For patients and their loved ones, the changes are long overdue. Ciesemier, who also spoke to me for this article, said that major congressional reform has “not been seen as a priority because the victims of a bad system simply die.”
“When a system is in the business of saving lives and it doesn’t do that, the victims just disappear, with only their loved ones aware,” she said. “The system is so broken that getting an organ usually means patients are on the very thin edge of life.”
Advocates have also raised concerns that people of color are less likely to be put on transplant waiting lists; even once on the lists, erroneous, overly optimistic estimates of Black patients’ kidney health meant they faced excessive waits (a problem officials moved to correct in December). Tiffany Jones-Smith, CEO of the Texas Kidney Foundation, lives with kidney disease; she said doctors have to start prioritizing transplants “as a viable treatment option for all eligible African Americans and ethnic minorities” to ensure those groups benefit from the new reforms.

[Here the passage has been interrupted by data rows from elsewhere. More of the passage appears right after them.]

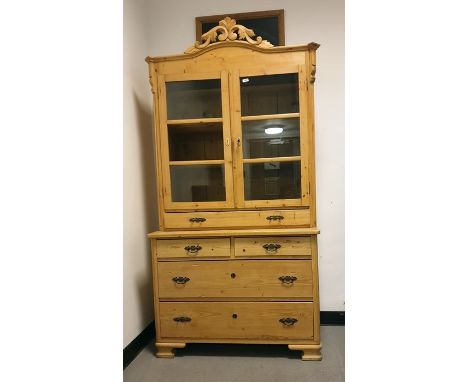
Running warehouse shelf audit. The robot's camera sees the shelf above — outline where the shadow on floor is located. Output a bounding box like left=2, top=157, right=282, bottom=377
left=150, top=343, right=302, bottom=359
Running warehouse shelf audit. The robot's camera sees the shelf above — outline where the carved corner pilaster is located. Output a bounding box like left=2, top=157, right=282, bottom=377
left=149, top=73, right=156, bottom=94
left=310, top=64, right=317, bottom=84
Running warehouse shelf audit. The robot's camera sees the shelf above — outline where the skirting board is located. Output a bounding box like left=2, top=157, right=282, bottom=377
left=123, top=311, right=345, bottom=370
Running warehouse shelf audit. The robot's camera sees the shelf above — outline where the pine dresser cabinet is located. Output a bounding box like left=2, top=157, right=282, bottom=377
left=146, top=18, right=322, bottom=360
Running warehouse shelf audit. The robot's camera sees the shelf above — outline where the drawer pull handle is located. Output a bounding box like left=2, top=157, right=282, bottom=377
left=262, top=243, right=281, bottom=252
left=174, top=316, right=192, bottom=322
left=279, top=317, right=298, bottom=326
left=189, top=218, right=206, bottom=223
left=184, top=244, right=201, bottom=253
left=172, top=276, right=190, bottom=284
left=278, top=276, right=297, bottom=284
left=266, top=215, right=284, bottom=221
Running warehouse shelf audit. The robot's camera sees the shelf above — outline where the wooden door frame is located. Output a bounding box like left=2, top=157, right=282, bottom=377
left=158, top=70, right=234, bottom=211
left=229, top=65, right=310, bottom=208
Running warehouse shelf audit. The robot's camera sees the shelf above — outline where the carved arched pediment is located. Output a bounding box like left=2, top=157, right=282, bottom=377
left=185, top=17, right=273, bottom=54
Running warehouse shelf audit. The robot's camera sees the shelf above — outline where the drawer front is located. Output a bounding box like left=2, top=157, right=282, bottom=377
left=159, top=302, right=314, bottom=340
left=157, top=260, right=312, bottom=300
left=164, top=209, right=310, bottom=229
left=234, top=236, right=312, bottom=257
left=156, top=238, right=231, bottom=259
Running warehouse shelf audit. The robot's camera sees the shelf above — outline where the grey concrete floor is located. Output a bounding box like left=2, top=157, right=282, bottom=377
left=123, top=326, right=345, bottom=382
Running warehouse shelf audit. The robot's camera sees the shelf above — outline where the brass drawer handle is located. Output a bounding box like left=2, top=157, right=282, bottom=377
left=189, top=218, right=206, bottom=223
left=174, top=316, right=192, bottom=322
left=172, top=276, right=190, bottom=284
left=184, top=244, right=201, bottom=253
left=278, top=276, right=297, bottom=284
left=279, top=317, right=298, bottom=326
left=266, top=215, right=284, bottom=221
left=262, top=243, right=281, bottom=252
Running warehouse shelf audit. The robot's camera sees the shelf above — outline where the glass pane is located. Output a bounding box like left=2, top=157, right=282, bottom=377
left=168, top=123, right=224, bottom=161
left=242, top=118, right=301, bottom=158
left=201, top=16, right=284, bottom=46
left=171, top=164, right=226, bottom=202
left=166, top=79, right=221, bottom=119
left=240, top=73, right=299, bottom=115
left=244, top=161, right=301, bottom=200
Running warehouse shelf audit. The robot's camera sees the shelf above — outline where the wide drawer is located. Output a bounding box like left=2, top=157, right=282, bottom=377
left=156, top=238, right=231, bottom=259
left=164, top=209, right=310, bottom=229
left=157, top=260, right=312, bottom=300
left=159, top=302, right=314, bottom=340
left=234, top=236, right=312, bottom=257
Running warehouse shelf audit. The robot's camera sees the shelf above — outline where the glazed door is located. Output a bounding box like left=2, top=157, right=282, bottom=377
left=158, top=72, right=234, bottom=210
left=231, top=65, right=309, bottom=208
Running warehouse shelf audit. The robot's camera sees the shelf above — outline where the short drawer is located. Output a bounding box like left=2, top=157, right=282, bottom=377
left=164, top=209, right=310, bottom=229
left=156, top=238, right=231, bottom=259
left=159, top=302, right=314, bottom=340
left=234, top=236, right=312, bottom=257
left=157, top=260, right=312, bottom=300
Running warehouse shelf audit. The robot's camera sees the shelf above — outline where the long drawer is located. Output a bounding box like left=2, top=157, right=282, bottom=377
left=157, top=260, right=312, bottom=300
left=164, top=209, right=310, bottom=229
left=156, top=238, right=231, bottom=259
left=159, top=302, right=314, bottom=340
left=234, top=236, right=312, bottom=257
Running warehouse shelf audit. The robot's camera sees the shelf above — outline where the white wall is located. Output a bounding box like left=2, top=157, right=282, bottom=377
left=124, top=0, right=344, bottom=346
left=122, top=0, right=157, bottom=347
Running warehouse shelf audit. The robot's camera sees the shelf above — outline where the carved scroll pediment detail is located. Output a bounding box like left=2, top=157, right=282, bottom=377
left=185, top=17, right=273, bottom=54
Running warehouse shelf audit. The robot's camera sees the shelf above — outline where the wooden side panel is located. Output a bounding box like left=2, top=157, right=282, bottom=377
left=157, top=238, right=231, bottom=259
left=234, top=236, right=311, bottom=258
left=157, top=260, right=312, bottom=300
left=160, top=302, right=314, bottom=341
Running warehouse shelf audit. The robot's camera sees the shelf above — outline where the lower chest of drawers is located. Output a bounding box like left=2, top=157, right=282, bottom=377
left=152, top=236, right=318, bottom=344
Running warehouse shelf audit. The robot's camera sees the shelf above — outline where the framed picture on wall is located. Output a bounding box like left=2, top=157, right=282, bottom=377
left=195, top=9, right=284, bottom=46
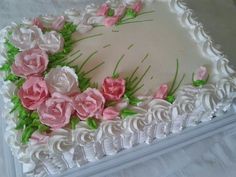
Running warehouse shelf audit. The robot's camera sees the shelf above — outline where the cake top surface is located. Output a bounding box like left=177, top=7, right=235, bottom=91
left=0, top=0, right=235, bottom=176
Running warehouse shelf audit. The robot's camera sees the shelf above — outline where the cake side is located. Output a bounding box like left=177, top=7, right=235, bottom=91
left=0, top=0, right=235, bottom=176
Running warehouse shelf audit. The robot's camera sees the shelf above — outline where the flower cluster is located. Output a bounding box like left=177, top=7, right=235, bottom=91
left=96, top=1, right=142, bottom=27
left=1, top=0, right=209, bottom=142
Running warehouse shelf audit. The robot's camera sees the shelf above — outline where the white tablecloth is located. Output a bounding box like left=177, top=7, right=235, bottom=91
left=0, top=0, right=236, bottom=177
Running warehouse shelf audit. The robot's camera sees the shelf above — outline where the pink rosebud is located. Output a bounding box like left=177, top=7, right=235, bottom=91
left=104, top=16, right=119, bottom=27
left=114, top=5, right=126, bottom=18
left=102, top=107, right=120, bottom=120
left=30, top=132, right=49, bottom=143
left=38, top=93, right=73, bottom=129
left=102, top=77, right=125, bottom=101
left=73, top=88, right=105, bottom=120
left=12, top=49, right=48, bottom=77
left=18, top=76, right=49, bottom=110
left=194, top=66, right=208, bottom=81
left=132, top=1, right=143, bottom=13
left=52, top=16, right=65, bottom=31
left=32, top=17, right=44, bottom=29
left=97, top=3, right=110, bottom=16
left=154, top=84, right=168, bottom=99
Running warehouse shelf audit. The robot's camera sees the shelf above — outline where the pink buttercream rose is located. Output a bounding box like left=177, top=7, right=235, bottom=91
left=18, top=76, right=49, bottom=110
left=154, top=84, right=168, bottom=99
left=12, top=49, right=48, bottom=77
left=132, top=1, right=143, bottom=13
left=194, top=66, right=208, bottom=81
left=104, top=16, right=120, bottom=27
left=52, top=16, right=65, bottom=31
left=73, top=88, right=105, bottom=120
left=32, top=17, right=44, bottom=29
left=97, top=3, right=110, bottom=16
left=38, top=93, right=73, bottom=129
left=102, top=77, right=125, bottom=101
left=102, top=107, right=120, bottom=120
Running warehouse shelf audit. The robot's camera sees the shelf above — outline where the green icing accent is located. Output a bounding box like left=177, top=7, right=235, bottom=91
left=0, top=39, right=20, bottom=86
left=47, top=23, right=76, bottom=71
left=70, top=50, right=80, bottom=57
left=84, top=61, right=105, bottom=75
left=137, top=10, right=155, bottom=16
left=125, top=66, right=151, bottom=105
left=120, top=108, right=138, bottom=119
left=86, top=117, right=98, bottom=130
left=73, top=33, right=103, bottom=44
left=10, top=96, right=49, bottom=144
left=192, top=73, right=210, bottom=87
left=166, top=59, right=185, bottom=103
left=141, top=53, right=149, bottom=63
left=166, top=95, right=175, bottom=104
left=102, top=44, right=111, bottom=49
left=107, top=8, right=115, bottom=17
left=70, top=116, right=80, bottom=129
left=127, top=44, right=134, bottom=50
left=125, top=8, right=137, bottom=18
left=124, top=95, right=143, bottom=106
left=117, top=19, right=153, bottom=25
left=112, top=54, right=125, bottom=78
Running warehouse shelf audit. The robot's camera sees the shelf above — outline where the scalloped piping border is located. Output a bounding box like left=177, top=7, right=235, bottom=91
left=1, top=0, right=236, bottom=177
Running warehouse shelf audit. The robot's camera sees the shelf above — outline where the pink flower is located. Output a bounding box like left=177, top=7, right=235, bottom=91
left=12, top=49, right=48, bottom=77
left=102, top=77, right=125, bottom=101
left=97, top=3, right=110, bottom=16
left=154, top=84, right=168, bottom=99
left=114, top=5, right=126, bottom=18
left=30, top=132, right=49, bottom=144
left=32, top=17, right=44, bottom=29
left=52, top=16, right=65, bottom=31
left=18, top=76, right=48, bottom=110
left=38, top=93, right=73, bottom=129
left=102, top=107, right=120, bottom=120
left=104, top=16, right=120, bottom=27
left=132, top=1, right=143, bottom=13
left=194, top=66, right=208, bottom=81
left=73, top=88, right=105, bottom=120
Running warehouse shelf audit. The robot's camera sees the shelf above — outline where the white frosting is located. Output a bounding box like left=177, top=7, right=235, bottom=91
left=38, top=31, right=64, bottom=54
left=0, top=0, right=236, bottom=177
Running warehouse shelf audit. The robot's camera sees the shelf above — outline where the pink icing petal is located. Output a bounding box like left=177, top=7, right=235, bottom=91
left=97, top=3, right=110, bottom=16
left=132, top=1, right=143, bottom=13
left=32, top=17, right=44, bottom=29
left=102, top=77, right=125, bottom=101
left=154, top=84, right=168, bottom=99
left=38, top=94, right=74, bottom=130
left=52, top=16, right=65, bottom=31
left=104, top=16, right=120, bottom=27
left=194, top=66, right=208, bottom=80
left=114, top=5, right=126, bottom=18
left=18, top=77, right=49, bottom=110
left=12, top=49, right=49, bottom=78
left=102, top=107, right=120, bottom=120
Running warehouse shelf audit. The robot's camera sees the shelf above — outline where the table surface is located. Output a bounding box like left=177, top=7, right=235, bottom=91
left=0, top=0, right=236, bottom=177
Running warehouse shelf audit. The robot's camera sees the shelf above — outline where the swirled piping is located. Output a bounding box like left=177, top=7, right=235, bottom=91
left=0, top=0, right=236, bottom=177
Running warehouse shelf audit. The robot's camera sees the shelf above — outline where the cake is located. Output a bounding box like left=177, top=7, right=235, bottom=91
left=0, top=0, right=236, bottom=177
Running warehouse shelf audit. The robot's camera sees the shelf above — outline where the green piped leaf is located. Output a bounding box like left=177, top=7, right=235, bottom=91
left=192, top=73, right=210, bottom=87
left=125, top=8, right=137, bottom=18
left=166, top=95, right=175, bottom=104
left=70, top=116, right=80, bottom=130
left=124, top=94, right=143, bottom=106
left=21, top=126, right=38, bottom=144
left=120, top=108, right=138, bottom=119
left=86, top=117, right=98, bottom=130
left=107, top=8, right=115, bottom=17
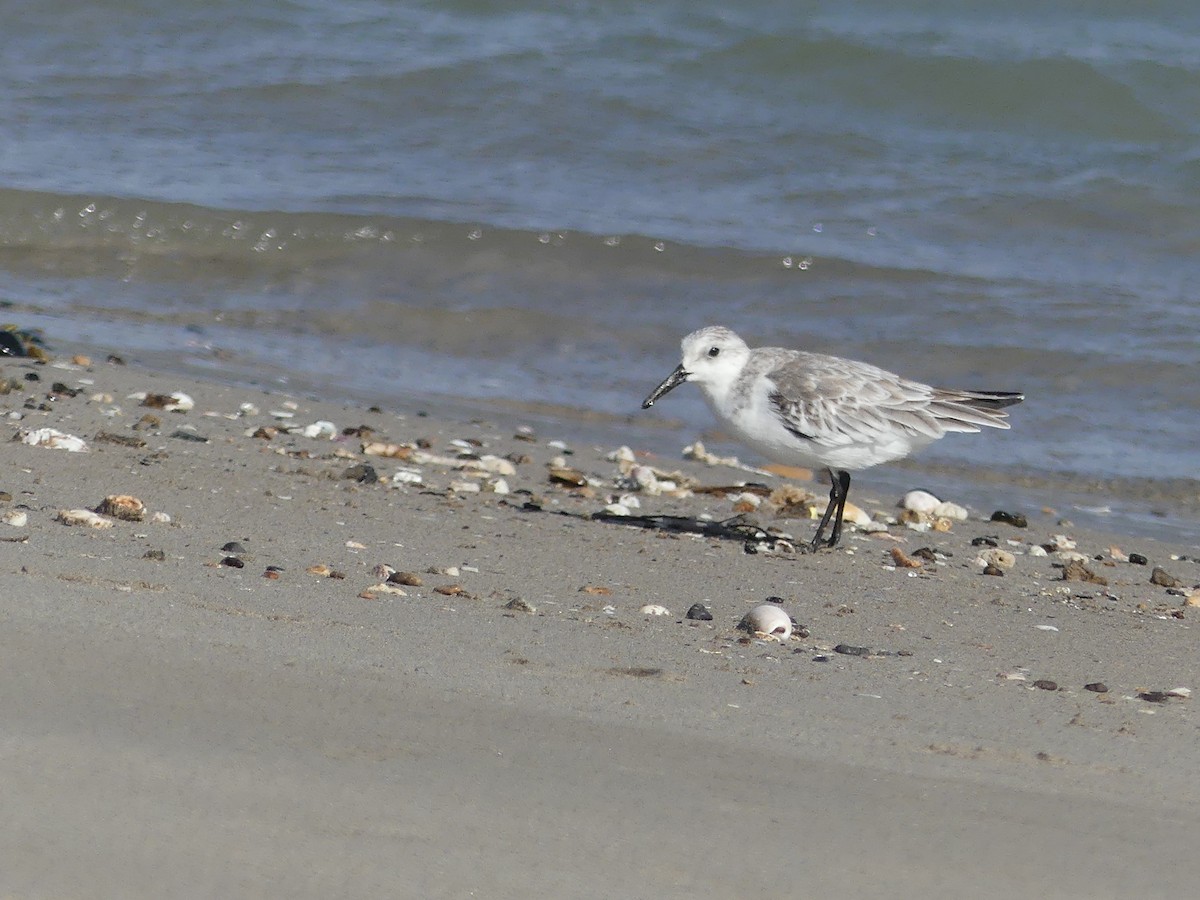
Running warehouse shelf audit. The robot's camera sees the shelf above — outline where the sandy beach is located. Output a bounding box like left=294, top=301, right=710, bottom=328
left=0, top=350, right=1200, bottom=898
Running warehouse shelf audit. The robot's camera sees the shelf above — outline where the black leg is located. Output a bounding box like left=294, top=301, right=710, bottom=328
left=809, top=469, right=850, bottom=550
left=829, top=469, right=850, bottom=548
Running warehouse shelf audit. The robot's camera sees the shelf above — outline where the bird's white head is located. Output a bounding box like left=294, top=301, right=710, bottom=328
left=642, top=325, right=750, bottom=409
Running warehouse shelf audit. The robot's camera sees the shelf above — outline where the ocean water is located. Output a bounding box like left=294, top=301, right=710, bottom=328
left=0, top=0, right=1200, bottom=539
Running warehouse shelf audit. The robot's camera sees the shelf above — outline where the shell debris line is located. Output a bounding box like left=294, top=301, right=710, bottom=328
left=17, top=427, right=89, bottom=454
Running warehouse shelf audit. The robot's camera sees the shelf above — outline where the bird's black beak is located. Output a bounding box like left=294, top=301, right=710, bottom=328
left=642, top=362, right=690, bottom=409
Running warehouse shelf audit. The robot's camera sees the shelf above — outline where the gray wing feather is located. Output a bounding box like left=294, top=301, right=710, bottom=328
left=764, top=353, right=1022, bottom=445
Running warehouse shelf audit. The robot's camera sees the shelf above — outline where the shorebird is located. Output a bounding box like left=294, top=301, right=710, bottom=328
left=642, top=325, right=1025, bottom=551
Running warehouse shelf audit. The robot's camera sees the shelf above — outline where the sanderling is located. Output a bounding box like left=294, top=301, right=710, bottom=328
left=642, top=325, right=1025, bottom=550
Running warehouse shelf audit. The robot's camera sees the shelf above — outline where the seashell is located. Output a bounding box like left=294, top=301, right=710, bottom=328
left=460, top=454, right=517, bottom=476
left=366, top=581, right=408, bottom=596
left=900, top=491, right=942, bottom=515
left=362, top=440, right=416, bottom=460
left=976, top=547, right=1016, bottom=571
left=550, top=466, right=588, bottom=487
left=300, top=419, right=337, bottom=440
left=96, top=493, right=146, bottom=522
left=733, top=492, right=762, bottom=512
left=20, top=428, right=88, bottom=454
left=55, top=509, right=113, bottom=528
left=738, top=604, right=792, bottom=642
left=930, top=500, right=970, bottom=522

“Due to social determinants of health, outdated requirements, lack of inclusion in clinical trials, structural racism and implicit bias, Black Americans frequently lack access to quality health care,” says Dr. Silas Norman, co-director of the University of Michigan’s kidney and pancreas transplantation clinic. Black Americans, Norman says, “make up 13 percent of the US population but represent 30 percent of the transplant list” for new kidneys.
Those aren’t the only changes underway—a modernization initiative, included in the Biden administration’s 2024 budget proposal, was announced in March. Dr. Michelle A. Josephson, president of the American Society of Nephrology, said the likely new law and modernization initiative will bring “more transparency, oversight and accountability,” infrastructural improvements, and better data on transplant evaluations.
Lifesaving changes still need to be made for post-transplant care. Dr. Steven Potter, a kidney and pancreas transplant surgeon at the Washington, DC–based Medstar Health hospital network, says it’s imperative to expand access to new blood tests that detect the first stages of transplant rejection—access Potter calls “especially important for those historically disadvantaged populations facing the highest risk of organ failure.”
While the changes are underway, people can still enroll to become organ donors.